On May 25, the Ministry for Health & Family Welfare announced that the Nipah outbreak in Kerala had been contained. This came as a relief as the highly contagious virus had already claimed 18 lives.
The Indian Express has a good report that applauds Kerala’s public health systems for containing the spread:
By the time the NiV virus was confirmed, the health infrastructure in the district had been promptly spruced up by setting up isolation wards at the Medical College and the local hospitals. In the days that followed, people who had been in direct contact with the infected were immediately transferred to the isolation wards as they began showing symptoms thus breaking any further chance of spread of infection. Family members of the infected were put on home quarantine, their samples taken and their daily health parameters routinely checked by local officials. “We didn’t allow the virus to proceed in its natural cycle. Otherwise, there would have been a lot more fatalities. We were able to intervene at the right time,” said Dr Arun Kumar. [The Indian Express, May 26]

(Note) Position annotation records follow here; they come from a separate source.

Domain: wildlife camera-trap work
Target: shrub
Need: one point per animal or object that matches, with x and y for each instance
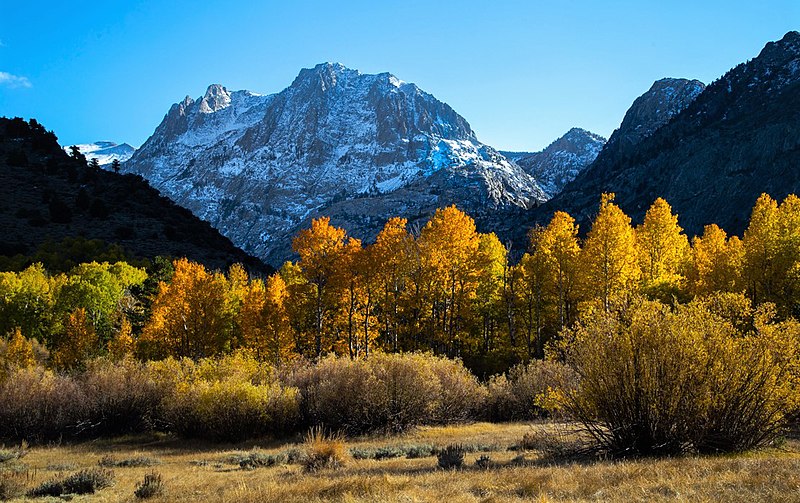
(323, 450)
(525, 392)
(451, 457)
(230, 410)
(654, 380)
(122, 396)
(83, 482)
(420, 451)
(137, 462)
(151, 486)
(461, 397)
(483, 462)
(12, 486)
(37, 405)
(258, 460)
(386, 392)
(229, 398)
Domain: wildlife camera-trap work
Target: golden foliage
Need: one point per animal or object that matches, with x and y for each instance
(609, 255)
(78, 342)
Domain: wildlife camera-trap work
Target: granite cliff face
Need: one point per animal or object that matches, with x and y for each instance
(562, 160)
(738, 138)
(360, 148)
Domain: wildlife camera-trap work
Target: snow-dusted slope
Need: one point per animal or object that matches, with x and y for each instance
(257, 166)
(105, 151)
(562, 160)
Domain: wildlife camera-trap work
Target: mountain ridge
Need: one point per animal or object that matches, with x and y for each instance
(740, 137)
(258, 166)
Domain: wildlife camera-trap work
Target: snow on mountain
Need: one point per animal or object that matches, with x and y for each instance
(105, 151)
(334, 142)
(562, 160)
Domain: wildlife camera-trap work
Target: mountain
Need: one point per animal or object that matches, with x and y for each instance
(105, 151)
(47, 199)
(359, 148)
(739, 137)
(562, 160)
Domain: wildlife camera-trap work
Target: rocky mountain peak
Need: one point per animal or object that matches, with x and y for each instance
(215, 99)
(562, 160)
(335, 142)
(737, 139)
(666, 98)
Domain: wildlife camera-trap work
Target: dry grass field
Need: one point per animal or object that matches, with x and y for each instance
(194, 471)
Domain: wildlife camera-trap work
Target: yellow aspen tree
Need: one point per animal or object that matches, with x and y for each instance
(122, 344)
(609, 254)
(350, 284)
(559, 252)
(78, 342)
(761, 245)
(319, 248)
(716, 262)
(663, 249)
(190, 315)
(392, 257)
(532, 295)
(19, 352)
(238, 285)
(367, 266)
(278, 331)
(448, 248)
(512, 281)
(492, 262)
(299, 308)
(789, 254)
(251, 318)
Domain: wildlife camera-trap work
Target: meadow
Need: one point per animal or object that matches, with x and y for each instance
(527, 462)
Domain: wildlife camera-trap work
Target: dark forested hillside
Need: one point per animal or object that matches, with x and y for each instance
(53, 206)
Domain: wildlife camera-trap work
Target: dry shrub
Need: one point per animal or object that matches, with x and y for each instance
(451, 457)
(83, 482)
(122, 396)
(654, 380)
(230, 398)
(37, 405)
(12, 485)
(324, 450)
(461, 397)
(526, 391)
(386, 392)
(150, 487)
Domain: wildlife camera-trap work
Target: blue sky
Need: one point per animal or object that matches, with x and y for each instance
(521, 72)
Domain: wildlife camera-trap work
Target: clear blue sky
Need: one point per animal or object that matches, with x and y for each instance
(521, 72)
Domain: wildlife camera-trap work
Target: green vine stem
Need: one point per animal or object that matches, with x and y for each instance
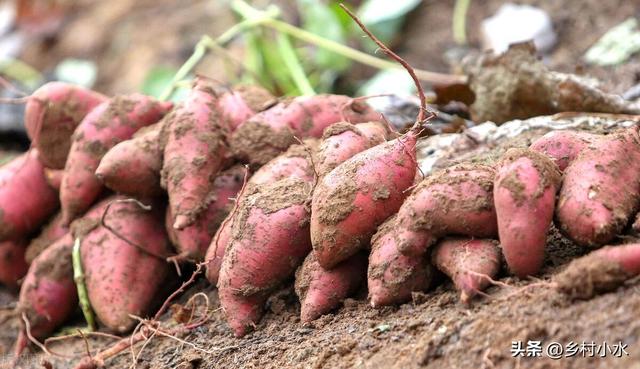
(83, 296)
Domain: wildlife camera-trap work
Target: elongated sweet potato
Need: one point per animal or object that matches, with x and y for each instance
(271, 132)
(343, 140)
(52, 232)
(270, 238)
(132, 167)
(108, 124)
(398, 277)
(600, 271)
(352, 200)
(12, 263)
(294, 163)
(52, 114)
(467, 261)
(601, 189)
(563, 146)
(194, 153)
(26, 200)
(321, 290)
(123, 277)
(193, 241)
(48, 295)
(524, 196)
(454, 201)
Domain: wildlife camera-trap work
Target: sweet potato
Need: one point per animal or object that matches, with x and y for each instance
(26, 200)
(394, 281)
(12, 263)
(524, 196)
(468, 262)
(271, 132)
(343, 140)
(269, 239)
(321, 290)
(352, 200)
(194, 153)
(52, 114)
(48, 295)
(54, 177)
(49, 234)
(294, 163)
(133, 166)
(124, 270)
(108, 124)
(193, 241)
(563, 146)
(600, 271)
(601, 189)
(454, 201)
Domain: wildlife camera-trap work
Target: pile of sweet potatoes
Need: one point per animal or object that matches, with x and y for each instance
(316, 189)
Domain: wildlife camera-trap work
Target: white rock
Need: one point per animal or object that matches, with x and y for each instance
(517, 23)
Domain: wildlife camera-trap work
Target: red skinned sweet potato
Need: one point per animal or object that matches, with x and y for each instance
(454, 201)
(352, 200)
(524, 196)
(12, 263)
(269, 133)
(26, 200)
(600, 271)
(194, 153)
(343, 140)
(108, 124)
(52, 114)
(49, 234)
(48, 295)
(294, 163)
(601, 189)
(123, 277)
(193, 241)
(467, 261)
(563, 146)
(321, 290)
(132, 167)
(269, 239)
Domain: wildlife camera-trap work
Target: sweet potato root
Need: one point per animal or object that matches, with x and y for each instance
(468, 262)
(26, 200)
(125, 265)
(601, 189)
(52, 114)
(12, 263)
(108, 124)
(455, 201)
(321, 290)
(48, 295)
(132, 167)
(524, 197)
(600, 271)
(271, 132)
(269, 239)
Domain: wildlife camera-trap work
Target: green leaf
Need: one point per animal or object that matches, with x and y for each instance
(157, 80)
(320, 19)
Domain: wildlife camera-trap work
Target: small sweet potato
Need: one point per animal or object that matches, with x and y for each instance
(12, 263)
(269, 133)
(524, 197)
(601, 189)
(52, 114)
(26, 200)
(468, 262)
(108, 124)
(132, 167)
(270, 238)
(321, 290)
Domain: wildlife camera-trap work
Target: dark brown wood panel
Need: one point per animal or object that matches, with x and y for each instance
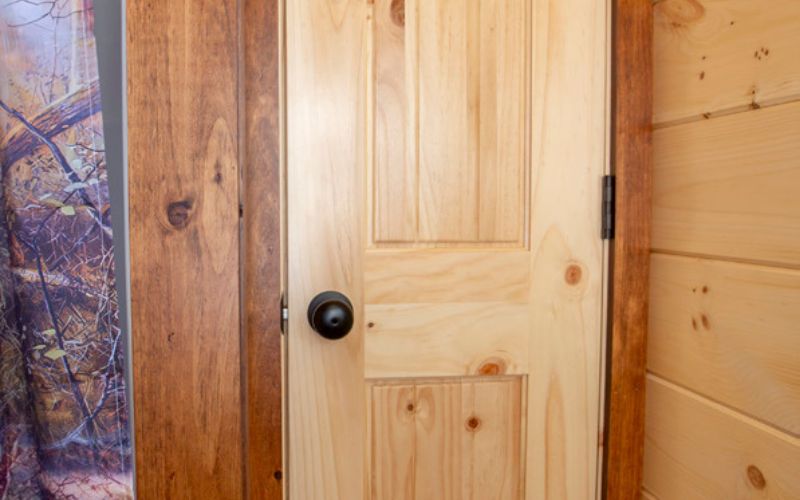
(183, 118)
(632, 160)
(261, 176)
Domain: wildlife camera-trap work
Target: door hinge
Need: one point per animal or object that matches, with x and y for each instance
(284, 315)
(609, 206)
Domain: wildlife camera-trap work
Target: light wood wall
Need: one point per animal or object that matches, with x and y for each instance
(723, 392)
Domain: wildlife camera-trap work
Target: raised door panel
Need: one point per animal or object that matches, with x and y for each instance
(450, 100)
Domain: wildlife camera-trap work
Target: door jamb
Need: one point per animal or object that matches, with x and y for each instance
(631, 106)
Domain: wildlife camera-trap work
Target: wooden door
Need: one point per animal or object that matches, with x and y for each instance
(444, 162)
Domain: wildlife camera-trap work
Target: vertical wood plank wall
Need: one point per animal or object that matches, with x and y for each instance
(723, 389)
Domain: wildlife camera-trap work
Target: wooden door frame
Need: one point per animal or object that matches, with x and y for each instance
(631, 156)
(257, 85)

While the report appreciates the co-ordinated response of the Kerala and Union governments in dealing with this outbreak, it fails to highlight another important point: the highly decentralised nature of Kerala’s public health systems. In fact, in a study we completed last year on Public Health Expenditure in India (2005 – 2015), Kerala stood out in devolution of implementation functions in healthcare to its urban and rural local governments.
The differentiating feature is:
Unlike most other states, Kerala also does not provide much by the way of specific purpose transfers to panchayats and Municipal Councils in health. Instead, Kerala gives large amounts of general purpose transfers to local bodies (nearly 25 percent of the plan expenditures), some of which can be used for health and other expenditures. The local governments then decide how these funds should be allocated. Kerala also has an “Information Knowledge Mission” dedicated to running a system of accounts and payments for all local bodies in Kerala. They maintain a database that can disaggregate local body expenditures in health, water & sanitation and other sectors [Public Expenditure on Health in India: 2005-06 to 2014-15, Pavan Srinath et al].
My hypothesis is that this well-settled decentralised form of health administration had a big role to play in containing the outbreak. The empowered local governments were able to move quickly, without having to wait for explicit directives from the higher levels of government.
This claim needs more investigation but it is worth studying because it can help shape the self-governance debate in India.